L’imprenditrice culturale e attivista: «Nel giorno simbolo della lotta alla violenza presentiamo un’iniziativa d’arte, Women for Justice, per contribuire alla valorizzazione di un’area urbana di grande importanza storica. In queste opere la bellezza e la forza delle donne diventano antidoto all’oppressione e alla sofferenza»
«Credo nel potere dell’arte e della cultura, strumenti di inclusione, parità di genere e solidarietà» spiega l’imprenditrice culturale e attivista Claudia Conte, che ha ideato e organizzato la mostra in collaborazione con Roma Capitale all’interno dell’iniziativa “L’Isola che non c’era” per promuovere l’aggregazione giovanile.
Le opere di Women for Justice, esposte nello splendido giardino, celebrano la riqualificazione sociale di questa imponente struttura e, per estensione, tutte le altre possibili rinascite umane. È come se queste 21 meravigliose opere urlassero al mondo, attraverso la forza dirompente della loro bellezza, che l’essere umano può fare tesoro dei propri errori e cambiare in meglio» ha proseguito Claudia Conte.
Per offrire a un grande numero di persone la possibilità di visionare le opere e contribuire alla valorizzazione di un’area urbana di grande importanza storica, l’imprenditrice culturale e attivista ha deciso di donare l’intera mostra a Roma Capitale, rendendo permanente la presenza delle opere a Santa Maria della Pietà.
«La condizione delle donne nei Paesi che sono o sono stati scenari di guerra, è da sempre, nella storia della civiltà, profondamente drammatica – aggiunge invece Silvia Salis, vicepresidente CONI – Lo sport in questi contesti, e in generale nei Paesi in via di sviluppo, ha un ruolo fondamentale per le donne nel riappropriarsi del loro corpo e del loro futuro».
Per Parisa Nazari, mediatrice culturale iraniana, «l’iniziativa Women for Justice arriva in un momento storico senza pari per l’Iran. L’uccisione di una giovane donna con il nome curdo Jina, che significa vita, ha dato una nuova vita allo slogan delle donne curde che hanno combattuto contro l’Isis: “Donna, Vita, Libertà“».
A far riflettere sono anche le parole di Shahrbanu Haidari, vicepresidente dell’Associazione solidarietà donne per le donne afgane: «Dall’inizio degli anni ’90 – racconta – in Afghanistan sono le donne ad aver subito maggiormente l’impatto delle regole dei Talebani.

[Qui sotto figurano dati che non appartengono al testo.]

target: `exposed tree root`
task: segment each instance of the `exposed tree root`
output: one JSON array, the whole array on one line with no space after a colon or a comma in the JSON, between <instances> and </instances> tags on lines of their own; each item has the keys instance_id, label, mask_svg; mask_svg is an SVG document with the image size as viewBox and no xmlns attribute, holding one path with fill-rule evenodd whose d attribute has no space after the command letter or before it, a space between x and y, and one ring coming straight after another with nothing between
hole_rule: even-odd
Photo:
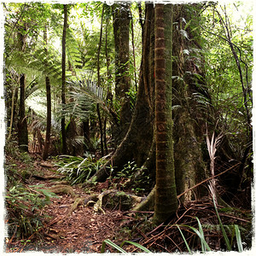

Dalla caduta di Kabul del 15 agosto 2021, l’istruzione rappresenta una delle maggiori restrizioni; ora le donne non possono più neppure uscire di casa senza un uomo, anche soltanto per andare in ospedale. Più il patriarcato e la misoginia crescono in Afghanistan, più si estendono al resto del mondo.
Se non combattiamo questa situazione, si rafforzerà proprio quel tipo di mondo su cui le donne hanno lavorato duramente per cercare di portare il cambiamento a livello globale».